Effect of Biochar on Growth Morphological Responses of Maize in a Naturally Contaminated Soil

The presence of heavy metals in agricultural lands inevitably poses environmental pollutions. Additionally, their exposure threatens the security of healthy and marketable products. Lead and zinc are among the most common heavy metals which are found at contaminated sites, and their toxicity has turned into one of the main environmental issues in recent decades. These hazardous metals are released into the soil due to increase in human activities, including agricultural activities (application of chemical fertilizers, pesticides and herbicides) and mining activities. They exhibit toxic effects towards creatures, especially terrestrial organisms. Therefore, it is necessary to reduce metals pollution in agricultural lands. Biochar is a carbon-rich organic compound which is produced by the thermal decomposition of waste residues in an oxygen-limited environment. Showing more active functional groups, higher porous structure, and alkaline pH, biochar can reduce the risk contamination of heavy metals in the soil and, consequently retard their entry into the food chain.

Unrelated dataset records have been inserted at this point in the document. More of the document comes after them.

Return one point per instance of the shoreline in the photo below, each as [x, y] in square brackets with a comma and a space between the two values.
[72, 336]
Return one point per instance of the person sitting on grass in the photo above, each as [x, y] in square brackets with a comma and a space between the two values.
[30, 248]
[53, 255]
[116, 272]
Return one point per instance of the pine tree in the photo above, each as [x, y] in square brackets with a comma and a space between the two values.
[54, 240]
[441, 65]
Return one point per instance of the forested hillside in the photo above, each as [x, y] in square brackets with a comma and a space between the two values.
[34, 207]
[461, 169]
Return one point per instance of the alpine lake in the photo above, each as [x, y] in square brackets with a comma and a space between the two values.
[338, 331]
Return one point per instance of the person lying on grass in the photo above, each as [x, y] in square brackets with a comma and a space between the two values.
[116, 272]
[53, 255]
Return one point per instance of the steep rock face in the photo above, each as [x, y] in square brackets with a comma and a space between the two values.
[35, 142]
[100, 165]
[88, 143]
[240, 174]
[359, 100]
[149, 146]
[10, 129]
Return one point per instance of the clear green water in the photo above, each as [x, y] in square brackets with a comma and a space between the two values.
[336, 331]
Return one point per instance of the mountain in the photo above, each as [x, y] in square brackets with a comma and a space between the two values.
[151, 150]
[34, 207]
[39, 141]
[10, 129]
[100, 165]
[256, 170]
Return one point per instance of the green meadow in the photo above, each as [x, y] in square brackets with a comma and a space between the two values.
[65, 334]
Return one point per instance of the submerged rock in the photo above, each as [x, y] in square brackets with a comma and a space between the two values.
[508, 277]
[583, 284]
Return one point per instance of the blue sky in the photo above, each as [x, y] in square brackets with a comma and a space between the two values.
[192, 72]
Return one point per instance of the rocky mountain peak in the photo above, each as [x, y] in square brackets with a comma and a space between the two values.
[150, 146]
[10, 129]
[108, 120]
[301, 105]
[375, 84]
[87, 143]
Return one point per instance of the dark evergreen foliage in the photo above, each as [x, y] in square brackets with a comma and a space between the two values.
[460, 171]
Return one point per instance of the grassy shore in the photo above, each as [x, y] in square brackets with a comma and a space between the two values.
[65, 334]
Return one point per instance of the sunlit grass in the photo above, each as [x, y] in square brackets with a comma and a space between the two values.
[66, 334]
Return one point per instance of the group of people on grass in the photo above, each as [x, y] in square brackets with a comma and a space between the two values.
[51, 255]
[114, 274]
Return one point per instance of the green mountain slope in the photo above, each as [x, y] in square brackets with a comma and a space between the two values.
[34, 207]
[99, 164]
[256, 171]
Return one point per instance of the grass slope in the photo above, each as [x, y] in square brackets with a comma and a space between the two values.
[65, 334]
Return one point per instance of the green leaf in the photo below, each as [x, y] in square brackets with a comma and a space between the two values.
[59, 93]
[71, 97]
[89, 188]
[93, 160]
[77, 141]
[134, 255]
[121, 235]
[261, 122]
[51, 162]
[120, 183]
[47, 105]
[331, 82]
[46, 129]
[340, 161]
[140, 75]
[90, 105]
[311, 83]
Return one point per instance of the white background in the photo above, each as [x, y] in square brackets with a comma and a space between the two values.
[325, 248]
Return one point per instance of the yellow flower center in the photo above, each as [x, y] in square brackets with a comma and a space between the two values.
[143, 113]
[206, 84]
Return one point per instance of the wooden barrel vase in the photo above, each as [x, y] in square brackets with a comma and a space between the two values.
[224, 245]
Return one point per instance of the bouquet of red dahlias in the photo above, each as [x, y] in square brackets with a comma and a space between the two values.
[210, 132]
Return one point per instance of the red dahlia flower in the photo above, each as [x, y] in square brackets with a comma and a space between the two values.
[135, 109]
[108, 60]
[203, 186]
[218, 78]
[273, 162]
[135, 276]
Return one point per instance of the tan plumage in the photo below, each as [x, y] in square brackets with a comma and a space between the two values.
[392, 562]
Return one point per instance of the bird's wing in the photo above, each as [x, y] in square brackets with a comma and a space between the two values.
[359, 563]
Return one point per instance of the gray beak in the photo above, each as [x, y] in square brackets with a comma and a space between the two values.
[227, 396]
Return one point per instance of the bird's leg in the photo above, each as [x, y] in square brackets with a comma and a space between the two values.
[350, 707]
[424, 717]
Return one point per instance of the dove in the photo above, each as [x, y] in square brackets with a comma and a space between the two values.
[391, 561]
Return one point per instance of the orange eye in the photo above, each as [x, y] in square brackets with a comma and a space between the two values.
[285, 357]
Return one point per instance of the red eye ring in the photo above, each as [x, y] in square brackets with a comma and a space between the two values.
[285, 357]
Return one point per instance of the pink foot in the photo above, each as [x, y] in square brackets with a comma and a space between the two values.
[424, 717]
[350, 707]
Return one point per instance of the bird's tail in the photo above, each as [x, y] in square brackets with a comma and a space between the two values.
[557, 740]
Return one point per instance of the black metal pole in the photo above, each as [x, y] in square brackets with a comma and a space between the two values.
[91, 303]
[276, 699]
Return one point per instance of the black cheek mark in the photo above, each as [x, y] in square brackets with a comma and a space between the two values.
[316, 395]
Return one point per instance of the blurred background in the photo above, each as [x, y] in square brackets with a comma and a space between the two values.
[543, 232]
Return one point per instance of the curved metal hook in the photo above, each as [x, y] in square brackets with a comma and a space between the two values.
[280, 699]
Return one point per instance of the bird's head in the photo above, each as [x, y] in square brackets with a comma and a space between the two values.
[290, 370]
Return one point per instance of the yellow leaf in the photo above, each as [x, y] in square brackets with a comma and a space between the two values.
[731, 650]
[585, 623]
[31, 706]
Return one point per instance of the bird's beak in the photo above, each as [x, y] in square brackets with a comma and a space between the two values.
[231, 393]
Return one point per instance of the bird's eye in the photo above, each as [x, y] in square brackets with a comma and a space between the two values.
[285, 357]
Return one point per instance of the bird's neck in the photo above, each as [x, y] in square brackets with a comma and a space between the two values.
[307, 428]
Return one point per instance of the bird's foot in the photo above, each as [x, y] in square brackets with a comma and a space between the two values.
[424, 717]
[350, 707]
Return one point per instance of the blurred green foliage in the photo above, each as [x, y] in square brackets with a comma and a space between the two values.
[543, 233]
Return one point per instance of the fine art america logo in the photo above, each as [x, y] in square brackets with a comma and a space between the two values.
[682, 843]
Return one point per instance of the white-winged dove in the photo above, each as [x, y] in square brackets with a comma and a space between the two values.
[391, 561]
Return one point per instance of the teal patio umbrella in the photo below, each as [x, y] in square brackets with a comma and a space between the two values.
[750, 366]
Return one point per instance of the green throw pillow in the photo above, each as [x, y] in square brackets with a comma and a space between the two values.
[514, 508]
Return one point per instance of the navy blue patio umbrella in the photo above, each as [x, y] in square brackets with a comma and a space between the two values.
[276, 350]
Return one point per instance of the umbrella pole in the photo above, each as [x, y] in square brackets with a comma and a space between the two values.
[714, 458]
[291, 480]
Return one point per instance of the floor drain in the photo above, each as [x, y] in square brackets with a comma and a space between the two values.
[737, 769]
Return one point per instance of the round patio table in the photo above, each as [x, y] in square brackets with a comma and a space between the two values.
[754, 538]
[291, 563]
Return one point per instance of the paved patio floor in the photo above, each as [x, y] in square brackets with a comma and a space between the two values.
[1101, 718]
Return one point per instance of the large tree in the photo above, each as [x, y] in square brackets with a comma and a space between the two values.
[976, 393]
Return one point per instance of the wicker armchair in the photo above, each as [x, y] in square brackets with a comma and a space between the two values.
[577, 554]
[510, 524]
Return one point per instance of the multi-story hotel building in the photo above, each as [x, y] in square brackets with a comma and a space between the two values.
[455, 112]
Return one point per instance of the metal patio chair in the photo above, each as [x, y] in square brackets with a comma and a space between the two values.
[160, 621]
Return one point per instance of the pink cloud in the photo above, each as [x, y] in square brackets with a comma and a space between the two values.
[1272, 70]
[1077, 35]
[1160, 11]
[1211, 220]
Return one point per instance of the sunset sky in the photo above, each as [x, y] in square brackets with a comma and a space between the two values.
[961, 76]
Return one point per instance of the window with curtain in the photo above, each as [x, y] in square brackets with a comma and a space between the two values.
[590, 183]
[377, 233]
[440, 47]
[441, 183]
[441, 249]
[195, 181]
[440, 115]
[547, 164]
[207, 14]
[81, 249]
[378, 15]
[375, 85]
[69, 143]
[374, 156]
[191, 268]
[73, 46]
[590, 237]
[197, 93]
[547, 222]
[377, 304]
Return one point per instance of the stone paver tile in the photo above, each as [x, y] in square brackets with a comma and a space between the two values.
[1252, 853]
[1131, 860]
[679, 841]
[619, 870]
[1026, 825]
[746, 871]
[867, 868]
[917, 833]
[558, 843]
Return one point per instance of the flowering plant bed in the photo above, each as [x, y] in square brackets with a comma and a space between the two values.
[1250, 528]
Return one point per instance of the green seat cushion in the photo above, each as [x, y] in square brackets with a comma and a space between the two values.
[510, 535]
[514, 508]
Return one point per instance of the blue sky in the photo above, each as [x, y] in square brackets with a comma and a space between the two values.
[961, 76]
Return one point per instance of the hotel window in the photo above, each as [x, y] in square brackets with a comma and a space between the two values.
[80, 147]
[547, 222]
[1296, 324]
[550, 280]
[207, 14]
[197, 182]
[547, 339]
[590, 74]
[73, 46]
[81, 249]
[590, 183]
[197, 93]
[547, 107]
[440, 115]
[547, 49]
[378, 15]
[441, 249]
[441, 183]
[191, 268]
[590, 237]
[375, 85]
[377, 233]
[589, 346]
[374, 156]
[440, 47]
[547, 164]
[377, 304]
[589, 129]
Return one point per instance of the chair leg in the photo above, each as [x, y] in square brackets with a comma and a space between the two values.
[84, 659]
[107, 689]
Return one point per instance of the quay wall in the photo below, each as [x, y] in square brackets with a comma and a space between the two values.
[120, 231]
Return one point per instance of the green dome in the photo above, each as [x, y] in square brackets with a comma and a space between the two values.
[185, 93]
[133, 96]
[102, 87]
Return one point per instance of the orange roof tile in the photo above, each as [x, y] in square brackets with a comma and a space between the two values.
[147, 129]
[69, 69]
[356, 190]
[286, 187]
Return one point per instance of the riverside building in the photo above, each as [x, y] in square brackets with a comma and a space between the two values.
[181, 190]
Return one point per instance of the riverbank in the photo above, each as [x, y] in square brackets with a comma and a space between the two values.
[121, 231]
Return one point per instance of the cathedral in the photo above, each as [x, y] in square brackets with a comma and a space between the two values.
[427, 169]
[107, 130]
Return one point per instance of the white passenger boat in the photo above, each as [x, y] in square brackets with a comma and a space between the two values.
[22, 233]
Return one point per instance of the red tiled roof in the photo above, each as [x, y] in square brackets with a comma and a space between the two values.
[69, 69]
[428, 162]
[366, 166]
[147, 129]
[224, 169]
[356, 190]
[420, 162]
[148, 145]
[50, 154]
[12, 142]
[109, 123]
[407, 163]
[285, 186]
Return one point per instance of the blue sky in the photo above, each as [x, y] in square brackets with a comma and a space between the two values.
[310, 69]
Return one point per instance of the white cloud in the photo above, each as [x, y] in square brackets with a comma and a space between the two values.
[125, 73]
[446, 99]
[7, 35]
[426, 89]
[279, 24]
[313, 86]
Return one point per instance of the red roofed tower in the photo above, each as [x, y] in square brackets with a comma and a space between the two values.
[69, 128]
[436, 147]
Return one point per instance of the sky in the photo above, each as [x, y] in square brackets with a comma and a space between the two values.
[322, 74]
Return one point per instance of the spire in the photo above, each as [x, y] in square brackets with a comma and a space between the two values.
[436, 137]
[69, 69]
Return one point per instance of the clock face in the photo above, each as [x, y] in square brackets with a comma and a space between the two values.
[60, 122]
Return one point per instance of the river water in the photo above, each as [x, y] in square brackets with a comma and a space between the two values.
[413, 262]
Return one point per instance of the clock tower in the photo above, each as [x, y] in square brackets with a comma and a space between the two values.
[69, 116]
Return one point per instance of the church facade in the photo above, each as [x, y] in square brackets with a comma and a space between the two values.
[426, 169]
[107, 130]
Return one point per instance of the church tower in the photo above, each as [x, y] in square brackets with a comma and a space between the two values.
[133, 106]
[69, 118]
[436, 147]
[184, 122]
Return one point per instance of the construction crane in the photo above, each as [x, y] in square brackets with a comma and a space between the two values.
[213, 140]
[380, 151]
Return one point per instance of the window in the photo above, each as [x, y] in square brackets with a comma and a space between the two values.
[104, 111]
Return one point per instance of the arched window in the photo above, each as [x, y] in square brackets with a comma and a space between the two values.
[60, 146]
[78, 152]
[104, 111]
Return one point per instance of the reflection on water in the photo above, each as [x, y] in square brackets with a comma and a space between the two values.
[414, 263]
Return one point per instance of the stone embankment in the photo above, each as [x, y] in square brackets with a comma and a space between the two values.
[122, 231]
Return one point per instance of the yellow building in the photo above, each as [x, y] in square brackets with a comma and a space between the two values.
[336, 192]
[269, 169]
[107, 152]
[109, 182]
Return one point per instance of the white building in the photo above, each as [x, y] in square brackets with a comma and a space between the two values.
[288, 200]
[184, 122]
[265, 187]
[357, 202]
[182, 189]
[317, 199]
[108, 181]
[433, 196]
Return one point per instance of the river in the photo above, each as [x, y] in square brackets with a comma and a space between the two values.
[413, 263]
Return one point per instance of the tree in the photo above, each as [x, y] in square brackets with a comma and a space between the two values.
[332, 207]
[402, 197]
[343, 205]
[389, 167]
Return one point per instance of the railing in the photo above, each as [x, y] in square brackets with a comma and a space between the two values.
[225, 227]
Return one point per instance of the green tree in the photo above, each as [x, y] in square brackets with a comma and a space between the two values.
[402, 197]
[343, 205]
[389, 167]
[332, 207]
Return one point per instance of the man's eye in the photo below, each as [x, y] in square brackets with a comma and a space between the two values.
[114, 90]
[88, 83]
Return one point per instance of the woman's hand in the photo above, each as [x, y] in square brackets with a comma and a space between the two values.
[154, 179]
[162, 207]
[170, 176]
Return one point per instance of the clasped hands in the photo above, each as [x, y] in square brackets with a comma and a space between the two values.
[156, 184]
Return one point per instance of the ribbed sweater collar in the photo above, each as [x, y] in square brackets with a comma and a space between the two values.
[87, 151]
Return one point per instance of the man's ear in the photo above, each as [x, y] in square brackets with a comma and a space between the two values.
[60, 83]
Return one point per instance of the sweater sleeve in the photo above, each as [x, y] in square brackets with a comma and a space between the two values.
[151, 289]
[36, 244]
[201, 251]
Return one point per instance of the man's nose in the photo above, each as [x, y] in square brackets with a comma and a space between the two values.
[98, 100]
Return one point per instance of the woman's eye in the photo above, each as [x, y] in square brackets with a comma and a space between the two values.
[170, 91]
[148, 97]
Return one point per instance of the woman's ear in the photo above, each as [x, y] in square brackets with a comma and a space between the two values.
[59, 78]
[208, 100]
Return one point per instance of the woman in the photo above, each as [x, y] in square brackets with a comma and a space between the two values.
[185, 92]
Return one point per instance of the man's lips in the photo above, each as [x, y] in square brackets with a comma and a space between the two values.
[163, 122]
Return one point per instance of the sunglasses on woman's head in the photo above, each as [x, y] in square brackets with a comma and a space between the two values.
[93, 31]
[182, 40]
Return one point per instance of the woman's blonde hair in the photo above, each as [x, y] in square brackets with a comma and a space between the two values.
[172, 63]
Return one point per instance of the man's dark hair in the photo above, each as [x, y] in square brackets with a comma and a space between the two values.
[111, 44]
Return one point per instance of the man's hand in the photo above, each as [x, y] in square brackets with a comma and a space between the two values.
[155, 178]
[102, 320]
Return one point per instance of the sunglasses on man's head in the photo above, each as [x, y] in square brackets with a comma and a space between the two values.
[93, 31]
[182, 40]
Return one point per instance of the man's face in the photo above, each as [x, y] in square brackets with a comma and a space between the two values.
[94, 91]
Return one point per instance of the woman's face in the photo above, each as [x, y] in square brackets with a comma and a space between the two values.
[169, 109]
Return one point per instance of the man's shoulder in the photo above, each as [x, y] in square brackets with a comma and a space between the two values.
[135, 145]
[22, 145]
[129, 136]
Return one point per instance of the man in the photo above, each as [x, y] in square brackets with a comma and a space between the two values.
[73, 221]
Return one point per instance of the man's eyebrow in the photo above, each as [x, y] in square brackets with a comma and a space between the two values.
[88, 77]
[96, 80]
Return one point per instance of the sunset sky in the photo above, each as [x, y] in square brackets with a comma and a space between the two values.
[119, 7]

This paper aims to investigate the effects of Walnut leaves and their biochars produced at different temperatures of 200, 400 and 600 °C on the bioavailability of zinc (Zn) and lead (Pb), as well as morphological characteristics of maize (Zea mays L. Cv. Single cross 704) grown in a highly polluted calcareous soil adjacent the Zn and Pb Bama mines. An experiment was conducted by planting maize in untreated soil (control) and soil treated with three rates (0.5, 1, and 2% w/w) of Walnut leaves and biochars. Plastic pots were filled with 3 kg of amended and un-amended soils. In order to equilibrate soil and biochars mixtures, pots were incubated for 45 days. After the incubation period, macro- and micro-nutrients were added to all treatments according to the soil test. In each pot, 3 seeds of maize were sown, and plants were grown for 8 weeks. Plants were harvested, and roots were separated from soils. The maize morphological indices were determined. Some chemical properties of soils (pH, EC, and DTPA-extractable of Pb and Zn) were analyzed after planting.

This study demonstrated that different pyrolysis temperatures and rates of biochar had a significant effect on the bioavailability of Pb and Zn in a highly polluted soil. Bioavailable Pb and Zn (DTPA-TEA extraction) decreased with increment in amendments rates and pyrolysis temperatures. In comparison with the control, the 2% biochar produced at 600 °C, significantly (p < 0.05) decreased the DTPA-extractable Pb and Zn by 49.1 and 34.9 %, respectively. Morphological responses showed that biochar increased the ratio of shoot to root growth significantly compared to control. Biochar also had a significant effect on leaves, stems, and roots growth. Thus, findings illustrated that biochar could immobilize Pb and Zn by reducing the bioavailability to maize and promoting plant growth. Therefore, the application of biochar in contaminated soil can reduce toxicity by decreasing the bioavailability of metals, and increasing plant growth.

Biochar has been proven efficient in reducing heavy metals exposure and increasing phytostabilization, associated with maize's phytoremediation potential.